Mutations in the gene DNAJC5 cause autosomal dominant Kufs disease in a proportion of cases: study of the Parry family and 8 other families

Abstract

Background: The Neuronal Ceroid Lipofuscinoses (NCL) comprise at least nine progressive neurodegenerative genetic disorders. Kufs disease, an adult-onset form of NCL may be recessively or dominantly inherited. Our study aimed to identify genetic mutations associated with autosomal dominant Kufs disease (ADKD).
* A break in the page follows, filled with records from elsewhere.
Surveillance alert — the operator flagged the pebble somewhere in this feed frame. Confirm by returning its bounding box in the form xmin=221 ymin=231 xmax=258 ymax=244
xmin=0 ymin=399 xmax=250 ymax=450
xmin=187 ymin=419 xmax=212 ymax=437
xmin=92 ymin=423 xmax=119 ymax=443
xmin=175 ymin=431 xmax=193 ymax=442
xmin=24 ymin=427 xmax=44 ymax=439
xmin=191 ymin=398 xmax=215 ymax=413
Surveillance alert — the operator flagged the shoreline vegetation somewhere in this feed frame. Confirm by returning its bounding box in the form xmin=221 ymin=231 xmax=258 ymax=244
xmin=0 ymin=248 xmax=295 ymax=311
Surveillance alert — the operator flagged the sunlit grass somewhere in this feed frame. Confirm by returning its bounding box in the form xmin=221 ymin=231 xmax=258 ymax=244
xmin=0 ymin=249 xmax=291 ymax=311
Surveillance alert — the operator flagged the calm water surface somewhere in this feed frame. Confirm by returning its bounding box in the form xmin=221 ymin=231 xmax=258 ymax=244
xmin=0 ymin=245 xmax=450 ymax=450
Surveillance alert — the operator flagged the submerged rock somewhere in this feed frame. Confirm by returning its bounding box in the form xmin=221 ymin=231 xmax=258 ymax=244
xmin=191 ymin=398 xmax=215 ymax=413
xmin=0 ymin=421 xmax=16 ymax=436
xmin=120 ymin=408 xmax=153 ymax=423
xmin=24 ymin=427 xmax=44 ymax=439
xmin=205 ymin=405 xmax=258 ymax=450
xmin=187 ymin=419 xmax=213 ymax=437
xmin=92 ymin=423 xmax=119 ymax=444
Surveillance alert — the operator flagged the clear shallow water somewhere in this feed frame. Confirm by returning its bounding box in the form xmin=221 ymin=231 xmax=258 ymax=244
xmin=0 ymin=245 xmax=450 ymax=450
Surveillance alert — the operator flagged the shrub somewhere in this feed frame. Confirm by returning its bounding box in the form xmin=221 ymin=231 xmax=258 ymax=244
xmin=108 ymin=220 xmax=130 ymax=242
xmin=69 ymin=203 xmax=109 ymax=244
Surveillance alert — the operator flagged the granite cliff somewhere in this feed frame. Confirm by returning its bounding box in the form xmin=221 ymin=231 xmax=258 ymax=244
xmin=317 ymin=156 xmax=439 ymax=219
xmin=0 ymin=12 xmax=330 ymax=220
Methodology and principal findings: We have studied the family first reported with this phenotype in the 1970s, the Parry family. The proband had progressive psychiatric manifestations, seizures and cognitive decline starting in her mid 20 s. Similarly affected relatives were observed in seven generations. Several of the affected individuals had post-mortem neuropathological brain study confirmatory for NCL disease. We conducted whole exome sequencing of three affected family members and identified a pLeu116del mutation in the gene DNAJC5, which segregated with the disease phenotype. An additional eight unrelated affected individuals with documented autosomal dominant or sporadic inheritance were studied. All had diagnostic confirmation with neuropathological studies of brain tissue. Among them we identified an additional individual with a p.Leu115Arg mutation in DNAJC5. In addition, a pAsn477Ser change in the neighboring gene PRPF6, a gene previously found to be associated with retinitis pigmentosa, segregated with the ADKD phenotype. Interestingly, two individuals of the Parry family did report visual impairment.

Conclusions: Our study confirmed the recently reported association of DNAJC5 mutations with ADKD in two out of nine well-defined families. Sequence changes in PRPF6 have not been identified in other unrelated cases. The association of vision impairment with the expected PRPF6 dysfunction remains possible but would need further clinical studies in order to confirm the co-segregation of the visual impairment with this sequence change.

Figure 1. Updated pedigree of the Parry family.

Individuals included in this study are indicated with star symbols on top of individual's number. The proband is marked with an arrow. One of the individuals in generation V was marked V-1A in order to match the individual numbers with the ones in the initially published Parry pedigree, reference 5.

Figure 2. Laboratory studies of some of the individuals studied.

a) EM study of peripheral lymphocytes of the proband of the Parry family showing storage inclusions with morphology of GROD (arrows). Higher magnification of the area is shown in the upper right corner. b) Neuropathology study of the father of individual KUF01CH showing neuronal accumulation, throughout the CNS, of PAS-positive material with strong, broad-range autofluorescence.

Figure 3. Identification of DNA variants in DNAJC5 and PRPF6.

a) Schematic of the region on chromosome 20 containing DNAJC5 and PRPF6 in close proximity. b) Sanger sequence traces of the identified segregating variants in DNAJC5 and PRPF6. c) The two very rare changes identified in the Parry family Leu116del (in DNAJC5) and N477S (in PRPF6) were highly conserved in different species. A second change in DNAJC5, Leu115Arg, was also highly conserved.